Alice got her diagnosis about a month ago.  At that time, I sort of glossed over it, thinking, "Okay, she has this thing, but it'll pass.  It can't really be that serious."  A week or so ago, she sat me down and explained thoroughly and in detail what it all meant.  Turns out it is that serious.

At this stage, we know that this is going to be life-changing somehow (obviously it already is for Alice), but it could have larger ramifications as things progress and we see exactly where they're going.  Will she still be able to hike or run, two of her favorite, necessary, restorative pastimes?  She's hoping "yes," but the future, someone said, is hard to predict.  While, as she was told by one Dr. "There's no such thing as a 'mild' case,"  thus far A's pain is not constant, and seems to be manageable.  I know, I know: easy for me to say, but she's a very tough woman and has a high tolerance for pain.  I like to think that almost 30 years with me has contributed to the building of that tolerance.  We all do what we can....

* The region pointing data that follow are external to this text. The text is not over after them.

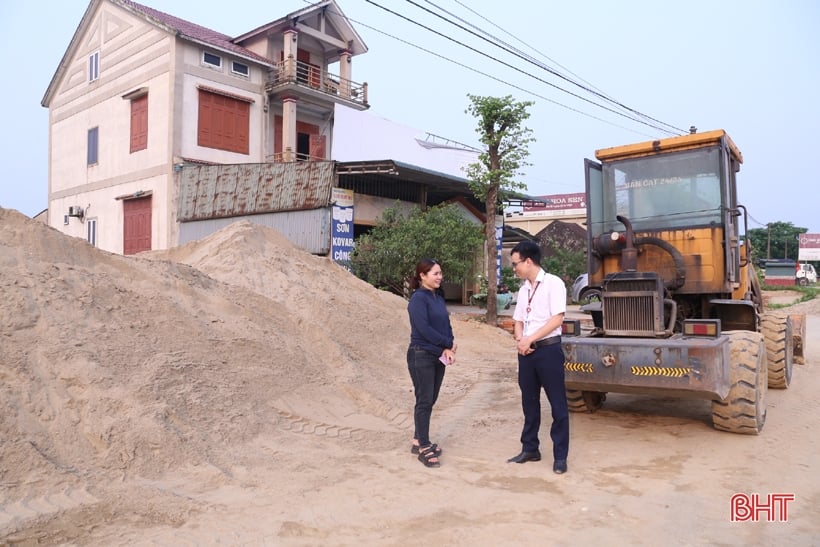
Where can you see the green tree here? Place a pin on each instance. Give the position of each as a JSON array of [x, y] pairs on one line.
[[491, 178], [387, 256], [776, 240]]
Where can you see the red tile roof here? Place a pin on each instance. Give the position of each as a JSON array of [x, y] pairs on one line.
[[194, 32]]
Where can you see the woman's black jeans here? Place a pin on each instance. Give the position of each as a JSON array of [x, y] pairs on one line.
[[427, 373]]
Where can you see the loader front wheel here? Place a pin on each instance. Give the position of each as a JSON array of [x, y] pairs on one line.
[[744, 408], [779, 339], [585, 401]]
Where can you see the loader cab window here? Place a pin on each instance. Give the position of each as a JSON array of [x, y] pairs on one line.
[[670, 191]]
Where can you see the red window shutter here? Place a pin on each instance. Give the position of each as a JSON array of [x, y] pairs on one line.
[[317, 146], [205, 133], [277, 134], [224, 122], [139, 123]]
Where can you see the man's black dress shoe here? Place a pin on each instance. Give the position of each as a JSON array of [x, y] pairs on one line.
[[525, 457]]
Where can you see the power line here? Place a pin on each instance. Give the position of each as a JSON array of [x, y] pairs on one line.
[[497, 79], [528, 58], [519, 40], [518, 69]]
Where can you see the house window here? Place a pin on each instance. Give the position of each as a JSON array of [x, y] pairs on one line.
[[224, 122], [211, 59], [93, 144], [91, 231], [139, 123], [94, 66], [241, 69]]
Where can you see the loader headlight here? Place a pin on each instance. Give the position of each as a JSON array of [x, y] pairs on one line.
[[708, 328]]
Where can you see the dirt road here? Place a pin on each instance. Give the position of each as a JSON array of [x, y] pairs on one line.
[[239, 391]]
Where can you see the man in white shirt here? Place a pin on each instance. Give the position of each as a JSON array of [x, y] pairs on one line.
[[539, 313]]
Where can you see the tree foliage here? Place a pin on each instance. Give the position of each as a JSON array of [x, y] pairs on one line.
[[776, 240], [492, 177], [387, 256]]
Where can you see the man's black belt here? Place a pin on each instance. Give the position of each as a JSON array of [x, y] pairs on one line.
[[546, 342]]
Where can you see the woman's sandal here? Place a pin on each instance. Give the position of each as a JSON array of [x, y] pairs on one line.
[[427, 455], [414, 449]]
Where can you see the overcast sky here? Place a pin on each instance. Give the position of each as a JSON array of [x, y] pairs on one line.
[[751, 67]]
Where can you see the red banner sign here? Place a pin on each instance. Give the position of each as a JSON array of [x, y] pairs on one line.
[[810, 241], [559, 201]]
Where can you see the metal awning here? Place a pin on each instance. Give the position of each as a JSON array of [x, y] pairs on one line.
[[436, 182]]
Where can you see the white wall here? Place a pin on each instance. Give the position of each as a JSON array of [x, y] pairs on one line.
[[361, 136]]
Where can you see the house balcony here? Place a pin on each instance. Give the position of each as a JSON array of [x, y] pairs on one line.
[[296, 77]]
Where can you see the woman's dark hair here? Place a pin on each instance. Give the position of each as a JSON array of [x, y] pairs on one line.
[[424, 265], [528, 249]]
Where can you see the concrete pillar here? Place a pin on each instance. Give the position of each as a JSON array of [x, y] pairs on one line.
[[345, 72], [289, 129], [289, 46]]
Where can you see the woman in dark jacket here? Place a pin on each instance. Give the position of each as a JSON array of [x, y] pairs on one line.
[[431, 348]]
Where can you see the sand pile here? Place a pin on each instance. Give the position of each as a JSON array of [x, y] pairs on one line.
[[113, 367]]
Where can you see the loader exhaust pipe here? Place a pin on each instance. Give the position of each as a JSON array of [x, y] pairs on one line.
[[629, 255]]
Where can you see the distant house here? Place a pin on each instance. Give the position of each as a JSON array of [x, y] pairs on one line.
[[146, 110]]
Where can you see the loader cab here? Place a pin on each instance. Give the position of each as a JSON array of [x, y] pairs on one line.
[[679, 197]]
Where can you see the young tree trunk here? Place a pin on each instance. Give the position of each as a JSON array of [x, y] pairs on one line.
[[492, 255]]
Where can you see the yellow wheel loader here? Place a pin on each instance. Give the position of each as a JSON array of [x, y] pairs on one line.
[[681, 312]]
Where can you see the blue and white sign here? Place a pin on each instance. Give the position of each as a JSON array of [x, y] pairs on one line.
[[342, 225]]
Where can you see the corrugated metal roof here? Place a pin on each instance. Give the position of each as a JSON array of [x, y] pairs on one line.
[[217, 191], [195, 32]]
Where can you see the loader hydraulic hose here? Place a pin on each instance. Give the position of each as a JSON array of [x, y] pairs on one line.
[[680, 265]]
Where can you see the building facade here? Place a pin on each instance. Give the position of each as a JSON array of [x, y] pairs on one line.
[[140, 94]]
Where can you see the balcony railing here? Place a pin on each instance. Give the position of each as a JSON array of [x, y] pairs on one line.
[[289, 155], [291, 71]]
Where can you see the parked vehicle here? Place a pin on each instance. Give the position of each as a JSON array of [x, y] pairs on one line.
[[805, 274], [681, 310]]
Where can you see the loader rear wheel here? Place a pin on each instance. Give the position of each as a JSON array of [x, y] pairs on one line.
[[799, 337], [779, 338], [744, 408], [585, 401]]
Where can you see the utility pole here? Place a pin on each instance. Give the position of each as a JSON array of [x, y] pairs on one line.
[[768, 241]]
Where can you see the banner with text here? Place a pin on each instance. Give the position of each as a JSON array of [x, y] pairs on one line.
[[342, 228], [809, 247]]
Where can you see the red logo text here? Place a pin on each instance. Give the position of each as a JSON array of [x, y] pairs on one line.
[[756, 508]]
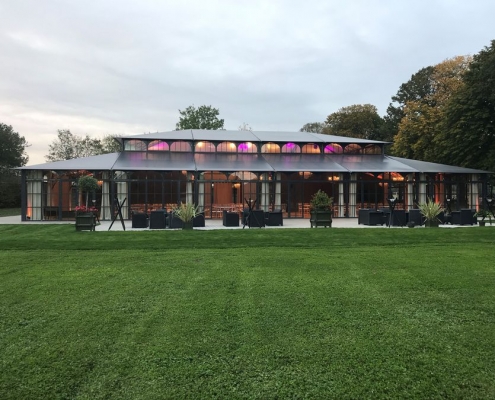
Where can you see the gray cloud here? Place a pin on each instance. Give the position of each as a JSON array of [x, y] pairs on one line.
[[125, 67]]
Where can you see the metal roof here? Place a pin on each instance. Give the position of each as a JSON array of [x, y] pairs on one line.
[[371, 163], [303, 162], [248, 136], [429, 167], [101, 162], [154, 161], [280, 162], [231, 162]]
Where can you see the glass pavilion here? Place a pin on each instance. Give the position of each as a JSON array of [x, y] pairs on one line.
[[223, 169]]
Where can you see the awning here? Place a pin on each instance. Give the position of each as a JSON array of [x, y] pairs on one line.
[[101, 162]]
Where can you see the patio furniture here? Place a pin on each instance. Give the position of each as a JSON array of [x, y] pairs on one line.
[[255, 219], [174, 222], [274, 218], [140, 220], [158, 219], [397, 218], [464, 216], [230, 218], [414, 215], [85, 221], [371, 217], [199, 220]]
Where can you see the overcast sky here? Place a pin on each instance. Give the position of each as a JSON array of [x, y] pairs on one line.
[[127, 67]]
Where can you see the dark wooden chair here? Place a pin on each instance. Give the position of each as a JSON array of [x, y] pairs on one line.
[[230, 218], [140, 220], [274, 218]]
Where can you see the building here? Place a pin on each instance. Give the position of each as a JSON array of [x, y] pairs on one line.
[[223, 169]]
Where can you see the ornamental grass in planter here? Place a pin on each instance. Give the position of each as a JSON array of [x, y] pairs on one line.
[[321, 209], [430, 211], [186, 213]]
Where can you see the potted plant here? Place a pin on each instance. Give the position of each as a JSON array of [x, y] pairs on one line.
[[321, 209], [482, 213], [87, 184], [85, 215], [430, 211], [186, 213]]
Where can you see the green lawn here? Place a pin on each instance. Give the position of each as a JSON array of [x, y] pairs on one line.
[[279, 313]]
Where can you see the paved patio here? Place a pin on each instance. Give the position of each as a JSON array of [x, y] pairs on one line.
[[217, 224]]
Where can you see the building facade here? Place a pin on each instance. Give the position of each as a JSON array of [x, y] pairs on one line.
[[223, 169]]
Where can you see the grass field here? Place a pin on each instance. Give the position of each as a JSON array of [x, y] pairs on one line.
[[287, 313]]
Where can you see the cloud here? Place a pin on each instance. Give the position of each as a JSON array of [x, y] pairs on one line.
[[124, 66]]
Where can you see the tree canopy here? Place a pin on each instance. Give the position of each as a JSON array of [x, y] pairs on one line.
[[469, 128], [12, 148], [416, 89], [203, 117], [358, 121], [421, 131], [68, 146], [12, 155]]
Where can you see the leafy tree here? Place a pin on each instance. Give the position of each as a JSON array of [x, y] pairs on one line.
[[358, 121], [203, 117], [12, 148], [470, 116], [313, 127], [417, 89], [420, 129], [12, 155], [245, 127], [68, 146], [110, 144]]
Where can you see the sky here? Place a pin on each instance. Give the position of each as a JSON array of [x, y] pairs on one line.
[[127, 67]]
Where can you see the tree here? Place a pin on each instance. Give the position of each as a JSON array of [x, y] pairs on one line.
[[204, 117], [418, 88], [470, 116], [68, 146], [245, 127], [314, 127], [358, 121], [110, 144], [12, 148], [12, 155], [420, 129]]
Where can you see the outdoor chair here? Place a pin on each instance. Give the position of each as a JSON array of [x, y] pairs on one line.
[[274, 218], [174, 222], [464, 216], [140, 220], [415, 216], [158, 219], [199, 221], [256, 219], [230, 218]]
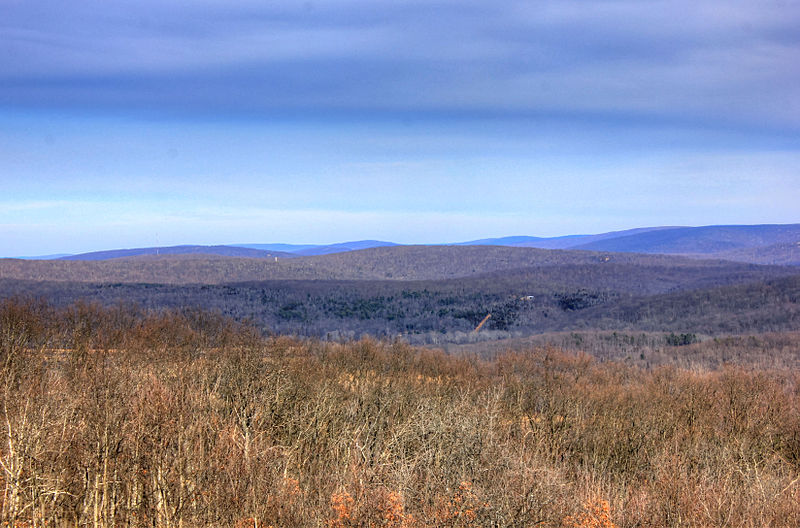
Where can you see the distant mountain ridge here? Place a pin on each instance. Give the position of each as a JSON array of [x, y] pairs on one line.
[[223, 251], [757, 244]]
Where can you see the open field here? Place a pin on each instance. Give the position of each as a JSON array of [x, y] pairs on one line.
[[190, 419]]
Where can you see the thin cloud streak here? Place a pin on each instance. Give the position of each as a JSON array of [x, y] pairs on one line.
[[714, 62]]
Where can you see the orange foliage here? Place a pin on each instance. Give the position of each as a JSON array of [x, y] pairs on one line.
[[596, 514]]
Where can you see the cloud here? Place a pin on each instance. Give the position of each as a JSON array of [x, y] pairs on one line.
[[715, 62]]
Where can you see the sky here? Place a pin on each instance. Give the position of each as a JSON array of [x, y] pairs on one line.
[[143, 123]]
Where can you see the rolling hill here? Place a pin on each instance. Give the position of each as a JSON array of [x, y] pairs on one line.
[[707, 240], [381, 263], [224, 251]]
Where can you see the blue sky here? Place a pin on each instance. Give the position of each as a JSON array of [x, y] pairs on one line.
[[127, 124]]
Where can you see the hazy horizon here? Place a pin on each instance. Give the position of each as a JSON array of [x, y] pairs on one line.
[[140, 124]]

Although it may seem somewhat weird for me to post this on a blog, Alice asked if I would be the one to spread the word, as she just wasn't up to the task, and this seems like an effective way to inform lots of our friends and family quickly.  It also feels like an opportunity to alert folks to the existence of this disease, which I was pretty surprised not to have ever heard of in my 60 years here. If I had just heard of it in another person, I'd likely have both "poohed" and "poohed" it, but now that it's in my life, I can't avoid it, and it feels important to sound an alarm about it.

Because CRPS/RSD is fairly rare, medical people don't often even consider it as a possibility until it's too late, but if it's caught in the first 3 months, through treatment (primarily Physical Therapy) its effects can possibly be reversed and eliminated.  Unfortunately, even though she had tell-tale symptoms all along, it was almost 5 months after Alice's injury that it began to dawn on people that this might be what was happening.  Seems like good information to have, to at least raise the possibility early if you or someone you love is in a potentially similar situation.

After all, the verse that lends this piece its title ends "Some people get to die in their sleep/ At the age of a hundred and one."